Ketua Unit Kerja Koordinasi Respirologi Pengurus Pusat Ikatan Dokter Anak Indonesia (PP IDAI) yang juga anggota Satuan Tugas Covid-19 PP IDAI Nastiti Kaswandani menuturkan, paparan asap rokok pada anak bisa berdampak buruk pada kesehatan dan perilaku anak. Risiko kesehatan yang bisa terjadi seperti kanker, asma, pneumonia akut, limfoma, bronkitis, dan diabetes melitus. Selain itu, kemampuan kognitif pada anak yang terpapar asap rokok tidak berkembang optimal.
Menurut dia, risiko asap rokok tidak hanya terjadi akibat paparan langsung. Residu dari asap rokok yang menempel di pakaian ataupun perabotan rumah juga berbahaya bagi anak. Racun yang terdapat dari asap rokok dapat bertahan selama beberapa lama di permukaan benda.
”Di masa pandemi Covid-19, kita seharusnya semakin menjauhkan diri dari asap rokok. Ini karena rokok dapat meningkatkan risiko infeksi Covid-19. Risiko perburukan dan komplikasi juga semakin besar terjadi pada perokok yang terinfeksi penyakit ini,” kata Nastiti.
Deputi Bidang Tumbuh Kembang Anak Kementerian Pemberdayaan Perempuan dan Perlindungan Anak (KPPPA) Lenny Nurhayanti Rosalin berpendapat, anak merupakan peniru ulung sehingga semakin tinggi anak terpapar rokok, maka potensi untuk mulai merokok juga semakin besar. Faktor risiko anak mulai merokok antara lain karena pengaruh dari orangtua yang merokok, teman sebaya yang merokok, serta iklan dan promosi rokok yang dilihat.
Berdasarkan Riset Kesehatan Dasar, prevalensi perokok pemula pada anak usia 10-18 tahun meningkat menjadi 9,1 persen pada 2018 dari sebelumnya 7,2 persen pada 2013. Selain itu, ada sekitar 0,70 persen anak usia 10-14 tahun yang merokok setiap hari. Sementara 1,40 persen mengaku kadang-kadang merokok dan 2 persen adalah mantan perokok.
Meskipun ada 95,90 persen anak yang tidak merokok, risiko untuk menjadi perokok pasif tetap tinggi karena orangtua yang merokok, kerabat, ataupun lingkungan sekitar. Keberadaan perokok di lingkungan anak juga mendorong sekitar 10 persen anak untuk merokok.
”Masalah rokok pada anak ini tidak boleh dibiarkan berlarut.

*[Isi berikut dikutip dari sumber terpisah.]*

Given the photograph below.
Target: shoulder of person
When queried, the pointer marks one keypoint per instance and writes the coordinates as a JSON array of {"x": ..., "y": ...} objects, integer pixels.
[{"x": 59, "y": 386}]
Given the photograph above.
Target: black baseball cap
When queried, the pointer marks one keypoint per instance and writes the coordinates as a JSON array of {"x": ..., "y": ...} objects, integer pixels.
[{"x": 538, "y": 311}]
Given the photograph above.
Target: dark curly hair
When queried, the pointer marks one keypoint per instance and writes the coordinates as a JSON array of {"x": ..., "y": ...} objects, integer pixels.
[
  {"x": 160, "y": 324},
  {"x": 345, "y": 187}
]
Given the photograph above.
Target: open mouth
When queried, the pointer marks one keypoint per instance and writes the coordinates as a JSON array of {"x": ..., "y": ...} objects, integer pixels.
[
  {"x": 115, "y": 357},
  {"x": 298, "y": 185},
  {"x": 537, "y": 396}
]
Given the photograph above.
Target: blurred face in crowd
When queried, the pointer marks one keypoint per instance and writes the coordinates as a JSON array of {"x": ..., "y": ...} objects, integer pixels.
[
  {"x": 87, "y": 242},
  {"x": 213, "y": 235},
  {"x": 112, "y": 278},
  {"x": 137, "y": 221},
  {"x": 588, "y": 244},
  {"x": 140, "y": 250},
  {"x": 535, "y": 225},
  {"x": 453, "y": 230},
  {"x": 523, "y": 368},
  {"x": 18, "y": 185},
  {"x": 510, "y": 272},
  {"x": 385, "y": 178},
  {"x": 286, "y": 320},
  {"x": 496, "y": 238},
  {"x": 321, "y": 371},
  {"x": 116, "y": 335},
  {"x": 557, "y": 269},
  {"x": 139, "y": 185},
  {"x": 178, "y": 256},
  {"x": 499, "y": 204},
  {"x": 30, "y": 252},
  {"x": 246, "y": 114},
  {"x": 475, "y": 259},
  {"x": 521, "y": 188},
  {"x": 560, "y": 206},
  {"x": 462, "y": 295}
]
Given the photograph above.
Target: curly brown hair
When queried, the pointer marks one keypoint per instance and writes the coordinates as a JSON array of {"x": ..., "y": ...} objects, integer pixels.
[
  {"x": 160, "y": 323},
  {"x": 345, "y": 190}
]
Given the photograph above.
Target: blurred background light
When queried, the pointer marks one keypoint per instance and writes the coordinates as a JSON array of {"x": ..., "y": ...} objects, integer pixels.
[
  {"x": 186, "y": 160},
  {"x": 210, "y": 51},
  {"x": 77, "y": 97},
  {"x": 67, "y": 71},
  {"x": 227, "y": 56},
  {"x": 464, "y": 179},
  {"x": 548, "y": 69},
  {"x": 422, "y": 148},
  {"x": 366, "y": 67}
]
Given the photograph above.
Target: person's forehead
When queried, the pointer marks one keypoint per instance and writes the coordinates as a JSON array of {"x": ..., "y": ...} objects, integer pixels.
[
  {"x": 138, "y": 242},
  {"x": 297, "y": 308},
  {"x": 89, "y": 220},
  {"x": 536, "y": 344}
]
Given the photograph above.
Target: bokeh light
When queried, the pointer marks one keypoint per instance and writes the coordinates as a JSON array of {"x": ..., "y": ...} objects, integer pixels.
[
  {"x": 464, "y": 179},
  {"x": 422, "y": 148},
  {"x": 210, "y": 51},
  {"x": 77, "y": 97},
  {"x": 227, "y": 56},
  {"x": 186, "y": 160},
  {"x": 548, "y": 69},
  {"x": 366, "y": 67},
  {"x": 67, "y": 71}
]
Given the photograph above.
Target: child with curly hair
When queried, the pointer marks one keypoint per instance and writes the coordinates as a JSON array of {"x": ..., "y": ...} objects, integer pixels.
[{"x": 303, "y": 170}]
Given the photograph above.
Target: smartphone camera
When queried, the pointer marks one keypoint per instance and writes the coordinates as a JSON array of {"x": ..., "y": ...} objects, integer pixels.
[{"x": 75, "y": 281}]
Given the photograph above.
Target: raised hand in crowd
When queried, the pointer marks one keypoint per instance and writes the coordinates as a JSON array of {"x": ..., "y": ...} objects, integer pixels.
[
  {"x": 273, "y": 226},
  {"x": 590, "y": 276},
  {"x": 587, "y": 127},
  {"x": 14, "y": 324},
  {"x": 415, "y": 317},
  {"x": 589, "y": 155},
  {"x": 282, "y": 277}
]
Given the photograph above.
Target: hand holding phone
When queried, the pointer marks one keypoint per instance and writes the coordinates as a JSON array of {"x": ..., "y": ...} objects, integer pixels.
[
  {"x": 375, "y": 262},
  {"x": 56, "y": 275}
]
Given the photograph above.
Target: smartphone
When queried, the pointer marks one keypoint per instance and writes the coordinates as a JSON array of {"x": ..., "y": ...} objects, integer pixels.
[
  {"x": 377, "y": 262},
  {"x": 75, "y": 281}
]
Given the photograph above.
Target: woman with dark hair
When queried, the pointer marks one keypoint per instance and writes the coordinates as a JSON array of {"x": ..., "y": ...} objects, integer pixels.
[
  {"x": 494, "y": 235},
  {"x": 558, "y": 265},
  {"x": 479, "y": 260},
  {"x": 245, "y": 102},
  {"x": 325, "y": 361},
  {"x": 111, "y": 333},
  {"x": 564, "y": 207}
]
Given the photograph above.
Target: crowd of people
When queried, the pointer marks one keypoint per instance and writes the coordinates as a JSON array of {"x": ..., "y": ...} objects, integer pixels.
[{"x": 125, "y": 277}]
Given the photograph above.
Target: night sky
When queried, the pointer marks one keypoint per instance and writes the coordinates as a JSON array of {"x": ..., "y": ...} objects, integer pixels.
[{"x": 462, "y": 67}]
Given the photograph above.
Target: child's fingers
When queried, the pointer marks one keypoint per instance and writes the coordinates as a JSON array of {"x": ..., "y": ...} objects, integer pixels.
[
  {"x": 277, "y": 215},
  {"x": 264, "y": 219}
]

Seluruh pemangku kepentingan harus kerja bersama untuk mengatasi ini. Pemerintah pun juga harus segera membentuk strategi percepatan penurunan perokok yang lengkap dengan rambu-rambu indikator, target pencapaian, serta monitoring dan pengawasan yang kuat,” kata Lenny.